Naturally, for a poet so obsessed with the orality of his poems, Kaufman’s work reflects speaking patterns – and not just through reciting his poems aloud. The words that make up his poems are everyday words, and the rhythms reflect everyday speech, in keeping with the style of Walt Whitman, although imbuing it with contemporary streetwise language.

He frequently features in volumes of African-American and avant-garde poetry, but seems forgotten in the predominantly white world of Beat history. But I guess that although he embodied Beat ideals and poetics, he was extremely unique within the bohemian world and was so occupied with new poetic ideas that he is of greater interest to more specific schools of thought than the often overarching generality of Beat literature studies. Of course, more likely than that is the fact that he preferred to not write down his poetry. Conflicting sources would have us believe that Kaufman’s wives wrote his poems down on his behalf, and also that they encouraged him to write them down himself. Either way, published collections of his work only reveal a small section of the full body.

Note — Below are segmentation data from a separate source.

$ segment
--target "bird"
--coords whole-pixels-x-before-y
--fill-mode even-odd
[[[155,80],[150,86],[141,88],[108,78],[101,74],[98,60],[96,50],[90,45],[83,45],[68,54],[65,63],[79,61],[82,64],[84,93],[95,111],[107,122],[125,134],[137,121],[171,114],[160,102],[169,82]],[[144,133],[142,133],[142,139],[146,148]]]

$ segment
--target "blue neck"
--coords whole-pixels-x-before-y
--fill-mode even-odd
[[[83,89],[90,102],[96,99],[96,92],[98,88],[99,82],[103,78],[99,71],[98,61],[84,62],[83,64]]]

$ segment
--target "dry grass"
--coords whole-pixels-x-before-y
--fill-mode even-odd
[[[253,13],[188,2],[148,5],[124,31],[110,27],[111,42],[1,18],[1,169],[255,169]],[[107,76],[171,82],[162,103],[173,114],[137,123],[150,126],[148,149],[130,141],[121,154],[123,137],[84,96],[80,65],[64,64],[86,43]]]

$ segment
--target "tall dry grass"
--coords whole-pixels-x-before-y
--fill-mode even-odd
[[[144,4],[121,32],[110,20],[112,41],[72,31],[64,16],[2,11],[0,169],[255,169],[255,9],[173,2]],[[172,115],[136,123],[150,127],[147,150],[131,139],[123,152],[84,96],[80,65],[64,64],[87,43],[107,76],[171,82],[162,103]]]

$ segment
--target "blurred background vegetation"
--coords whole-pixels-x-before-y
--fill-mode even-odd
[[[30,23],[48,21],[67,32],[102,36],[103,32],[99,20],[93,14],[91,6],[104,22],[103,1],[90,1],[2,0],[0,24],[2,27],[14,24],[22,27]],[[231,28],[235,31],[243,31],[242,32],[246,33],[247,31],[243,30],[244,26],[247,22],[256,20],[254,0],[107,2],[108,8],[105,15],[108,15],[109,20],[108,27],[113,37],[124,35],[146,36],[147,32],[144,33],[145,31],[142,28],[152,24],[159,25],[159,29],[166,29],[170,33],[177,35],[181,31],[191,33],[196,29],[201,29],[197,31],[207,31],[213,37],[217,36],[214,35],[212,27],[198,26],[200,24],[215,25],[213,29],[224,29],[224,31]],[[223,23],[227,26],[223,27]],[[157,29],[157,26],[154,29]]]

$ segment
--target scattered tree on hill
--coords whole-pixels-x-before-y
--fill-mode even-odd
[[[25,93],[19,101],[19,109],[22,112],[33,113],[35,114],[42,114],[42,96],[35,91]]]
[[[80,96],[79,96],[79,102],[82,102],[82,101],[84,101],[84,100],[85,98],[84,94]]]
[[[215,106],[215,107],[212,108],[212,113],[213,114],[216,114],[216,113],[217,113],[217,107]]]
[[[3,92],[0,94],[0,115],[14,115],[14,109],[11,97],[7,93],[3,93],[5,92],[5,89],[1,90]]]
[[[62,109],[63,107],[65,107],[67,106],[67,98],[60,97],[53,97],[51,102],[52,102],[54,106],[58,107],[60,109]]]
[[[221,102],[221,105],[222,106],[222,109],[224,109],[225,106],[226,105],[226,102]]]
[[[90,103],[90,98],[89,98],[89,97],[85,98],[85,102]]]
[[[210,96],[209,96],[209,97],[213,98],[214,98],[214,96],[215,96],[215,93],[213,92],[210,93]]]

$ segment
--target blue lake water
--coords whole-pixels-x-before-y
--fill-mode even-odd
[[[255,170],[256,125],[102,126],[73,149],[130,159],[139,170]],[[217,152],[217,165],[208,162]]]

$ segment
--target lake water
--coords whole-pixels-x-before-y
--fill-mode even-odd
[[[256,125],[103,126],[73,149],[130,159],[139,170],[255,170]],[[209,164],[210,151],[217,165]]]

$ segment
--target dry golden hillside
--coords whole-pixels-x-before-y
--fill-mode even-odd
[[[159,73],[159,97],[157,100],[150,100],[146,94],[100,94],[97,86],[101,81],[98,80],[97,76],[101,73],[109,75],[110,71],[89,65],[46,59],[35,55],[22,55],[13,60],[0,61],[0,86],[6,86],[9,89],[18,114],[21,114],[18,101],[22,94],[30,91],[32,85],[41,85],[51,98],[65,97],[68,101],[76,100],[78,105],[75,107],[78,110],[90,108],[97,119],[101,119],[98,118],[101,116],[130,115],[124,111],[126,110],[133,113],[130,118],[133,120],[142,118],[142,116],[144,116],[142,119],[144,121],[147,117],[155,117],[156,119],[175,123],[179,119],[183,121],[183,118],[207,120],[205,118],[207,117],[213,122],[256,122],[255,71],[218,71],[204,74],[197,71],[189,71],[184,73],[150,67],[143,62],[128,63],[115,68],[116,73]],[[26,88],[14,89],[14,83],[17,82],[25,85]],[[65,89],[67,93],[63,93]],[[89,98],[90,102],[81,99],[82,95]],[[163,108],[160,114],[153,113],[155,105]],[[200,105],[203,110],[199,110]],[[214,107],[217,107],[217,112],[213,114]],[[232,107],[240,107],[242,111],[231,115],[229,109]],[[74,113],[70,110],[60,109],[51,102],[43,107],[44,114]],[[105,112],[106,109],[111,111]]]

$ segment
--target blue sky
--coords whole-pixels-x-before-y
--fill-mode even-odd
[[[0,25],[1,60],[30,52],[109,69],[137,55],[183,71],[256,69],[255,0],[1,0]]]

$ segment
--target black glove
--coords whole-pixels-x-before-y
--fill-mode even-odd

However, although it is mostly true that he was averse to writing down his poetry, a handwritten manuscript was found by incredible fortune in the burning rubble of a hotel fire, from which Kaufman had narrowly escaped. Many of these poems went into The Ancient Rain.

But back to the poems… And Kaufman is frequently compared to twentieth century surrealist painters for his appreciation and use of strong and madly juxtaposed imagery. His use of symbolism is incredibly vivid and sensual. His Whitman-esque use of lists to build images imbued with sound, colour and feeling also draws upon Pound and W.C. Williams in its minimalist economy and effective conveyance. ‘Jazz Chick’ is a great example of such devices, and is easily available to read online.